During World War II, Malta played a strategically important role in the Mediterranean. Since the Axis Powers had not succeeded in effectively eliminating the British naval and air base in Malta in 1941/42, the British naval and air forces from Malta were able to seriously disrupt the supplies for the Axis forces in North Africa. In June 1942, Hitler and Mussolini gave up the planned German-Italian airborne operation against Malta in favor of a further advance into Egypt.

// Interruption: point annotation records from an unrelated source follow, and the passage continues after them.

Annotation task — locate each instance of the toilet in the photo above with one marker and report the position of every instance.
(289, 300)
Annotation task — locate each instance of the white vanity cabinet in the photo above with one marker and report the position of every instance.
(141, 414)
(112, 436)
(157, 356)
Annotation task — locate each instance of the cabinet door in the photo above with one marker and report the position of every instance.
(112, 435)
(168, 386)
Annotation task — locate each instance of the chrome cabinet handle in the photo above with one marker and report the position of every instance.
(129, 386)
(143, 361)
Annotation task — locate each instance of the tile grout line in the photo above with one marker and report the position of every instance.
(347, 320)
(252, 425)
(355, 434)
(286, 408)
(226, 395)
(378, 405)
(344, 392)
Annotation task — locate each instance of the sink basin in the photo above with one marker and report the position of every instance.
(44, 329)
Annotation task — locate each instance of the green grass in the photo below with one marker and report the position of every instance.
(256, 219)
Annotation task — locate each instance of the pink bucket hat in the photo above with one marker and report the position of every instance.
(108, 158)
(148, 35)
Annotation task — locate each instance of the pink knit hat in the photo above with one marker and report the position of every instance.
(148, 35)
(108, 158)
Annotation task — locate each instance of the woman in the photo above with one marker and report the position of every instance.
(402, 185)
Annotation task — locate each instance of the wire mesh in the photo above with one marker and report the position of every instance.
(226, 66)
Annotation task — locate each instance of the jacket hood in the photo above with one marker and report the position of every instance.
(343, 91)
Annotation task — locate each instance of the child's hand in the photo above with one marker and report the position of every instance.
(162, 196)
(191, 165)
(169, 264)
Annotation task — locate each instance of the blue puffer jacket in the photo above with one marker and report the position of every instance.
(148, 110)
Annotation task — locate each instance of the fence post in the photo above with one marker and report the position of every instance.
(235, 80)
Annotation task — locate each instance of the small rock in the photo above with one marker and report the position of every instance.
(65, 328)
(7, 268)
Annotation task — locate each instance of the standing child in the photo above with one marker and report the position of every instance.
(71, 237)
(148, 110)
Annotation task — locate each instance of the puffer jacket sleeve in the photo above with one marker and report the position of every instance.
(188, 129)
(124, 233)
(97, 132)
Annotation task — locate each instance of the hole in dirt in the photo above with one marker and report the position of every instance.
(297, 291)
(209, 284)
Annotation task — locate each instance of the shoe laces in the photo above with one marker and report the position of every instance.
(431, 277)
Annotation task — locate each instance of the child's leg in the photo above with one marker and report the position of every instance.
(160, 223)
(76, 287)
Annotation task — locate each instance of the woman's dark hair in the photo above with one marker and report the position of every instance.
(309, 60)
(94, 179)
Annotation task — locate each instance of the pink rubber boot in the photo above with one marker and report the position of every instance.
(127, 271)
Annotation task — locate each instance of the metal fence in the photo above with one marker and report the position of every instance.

On September 5, 1947, Malta received internal self-government, which, however, was suspended again in 1958 by the British government in favor of colonial status on the occasion of a constitutional conflict with the Maltese Prime Minister D. Mintoff (Workers’ Party). After renewed British-Maltese negotiations, Malta was given autonomy in 1962 and state independence in 1964 (September 21); Prime Minister was 1962–71 Borg Olivier (* 1911, † 1980; Nationalist Party). His government signed an agreement with the British government granting Malta financial aid and allowing Great Britain to station troops in Malta. With an association agreement (1967), Malta sought a stronger economic link to the EEC. In 1971 the Workers’ Party of Malta came to power (confirmed several times in subsequent elections); she was the prime minister until the second half of the 1980s (1971–84 Mintoff, 1984–87 Carmelo Mifsud Bonnici [* 1933 ]). The republic was proclaimed on December 13, 1974. Domestically, the governments of the Maltese Workers’ Party pursued a conflict-ridden policy towards the Catholic Church, determined by secular ideas, as well as a planned economy-oriented economic policy (e.g. nationalization of important companies), and foreign policy a policy aimed at Malta’s non-alignment. Mintoff achieved in 1971 the transfer of the NATO staff Europe South from Malta to Naples and (until 1979) the withdrawal of British troops from Malta. Libya’s influence in Malta increased in the 1970s and 1980s, interrupted in 1979/80 by the Libyan-Maltese dispute over the division of the oil-rich shelf between the two states. During this time, Malta sought rapprochement with Italy, which in 1980 guaranteed the neutrality of Malta in a treaty.